EDGE Veteran banker returns to Chattanooga in new role

EDGE Veteran banker returns to Chattanooga in new role

June 1st, 2017 by Dave Flessner in EDGE

Joe DiNicolantonio, who served as Chattanooga city president of Regions Bank a decade ago when the bank acquired the former AmSouth Bancorporation, moved back to the Scenic City last October with his wife.

At the time, DiNicolantonio was still working as executive vice president for Regions Bank in Birmingham, Alabama, but Chattanooga was still closer to the Regions headquarters than was Memphis where he previously lived.

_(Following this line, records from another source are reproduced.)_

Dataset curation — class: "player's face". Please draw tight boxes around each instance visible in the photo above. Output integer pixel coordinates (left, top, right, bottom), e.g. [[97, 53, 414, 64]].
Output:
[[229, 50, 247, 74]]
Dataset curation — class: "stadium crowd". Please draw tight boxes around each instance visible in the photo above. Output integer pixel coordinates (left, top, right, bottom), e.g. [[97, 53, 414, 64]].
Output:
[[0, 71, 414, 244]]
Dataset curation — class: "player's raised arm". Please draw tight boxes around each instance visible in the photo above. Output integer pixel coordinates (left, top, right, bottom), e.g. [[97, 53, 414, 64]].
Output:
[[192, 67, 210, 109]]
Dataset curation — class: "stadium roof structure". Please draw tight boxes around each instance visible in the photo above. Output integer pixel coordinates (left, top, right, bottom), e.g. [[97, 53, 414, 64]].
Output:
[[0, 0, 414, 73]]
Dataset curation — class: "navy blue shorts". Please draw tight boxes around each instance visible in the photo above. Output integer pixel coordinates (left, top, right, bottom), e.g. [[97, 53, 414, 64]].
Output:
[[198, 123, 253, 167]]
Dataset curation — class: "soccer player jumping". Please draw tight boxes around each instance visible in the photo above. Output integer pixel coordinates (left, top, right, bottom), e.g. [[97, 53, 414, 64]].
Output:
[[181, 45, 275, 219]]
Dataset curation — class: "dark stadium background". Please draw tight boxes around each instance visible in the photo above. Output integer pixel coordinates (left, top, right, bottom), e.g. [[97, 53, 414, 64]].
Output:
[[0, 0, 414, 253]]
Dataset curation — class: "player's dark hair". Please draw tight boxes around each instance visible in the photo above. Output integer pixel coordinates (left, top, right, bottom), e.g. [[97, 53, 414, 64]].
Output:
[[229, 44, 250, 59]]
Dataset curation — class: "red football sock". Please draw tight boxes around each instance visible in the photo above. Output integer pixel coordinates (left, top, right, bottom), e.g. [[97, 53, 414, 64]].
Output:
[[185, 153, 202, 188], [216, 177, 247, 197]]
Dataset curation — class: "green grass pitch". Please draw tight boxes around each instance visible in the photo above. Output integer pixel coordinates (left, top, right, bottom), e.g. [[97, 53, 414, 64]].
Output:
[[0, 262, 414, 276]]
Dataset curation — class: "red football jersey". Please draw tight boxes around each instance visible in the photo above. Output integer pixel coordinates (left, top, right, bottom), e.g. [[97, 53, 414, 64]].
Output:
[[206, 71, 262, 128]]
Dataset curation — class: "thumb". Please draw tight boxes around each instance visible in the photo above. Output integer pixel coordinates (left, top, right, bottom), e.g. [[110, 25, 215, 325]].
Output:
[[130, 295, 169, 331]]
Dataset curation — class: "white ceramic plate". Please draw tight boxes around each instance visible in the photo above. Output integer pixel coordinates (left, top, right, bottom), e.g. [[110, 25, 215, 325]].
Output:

"Our boys had just graduated from high school and were in college (at Clemson and Appalachian State) so we decided to move back to Chattanooga because we really like this town," DiNicolantonio says about his new home near the riverfront downtown.

Last month, the 50-year-old veteran banker left Regions Bank after 14 years to take another job in downtown Chattanooga as Tennessee market president for Atlantic Capital Bank (ACB).

"With ACB's approach to helping the community and empowering its employees, this gives me an opportunity to help a community that I love to grow and thrive," he says.

DiNicolantonio will oversee the 17 offices that Atlantic Capital operates across East Tennessee and Northwest Georgia, which the Atlanta-based ACB acquired from the former FSG Bank in 2015 when the former First Security Group merged with Atlantic Capital. FSG once operated 36 branches across its footprint, but the current and former owners have sold or consolidated those offices into fewer offices as part of the bank's strategy to focus more on mobile, online banking services and business clients.

But after more than 25 years in banking at Barnet, AmSouth, Regions and now Atlantic Capital, DiNicolantonio insists that banking is still personal. A Lakeland, Florida native, DiNicolantonio has worked in nearly all aspects of banking, including in his previous role overseeing small business lending across the 15-state service territory for Regions Financial Corp.

"Banking is still a relationship, face-to-face business and people are still key to our business," DiNicolantonio says. "Being able to help people and businesses to grow and meet their financial needs is what I love about banking."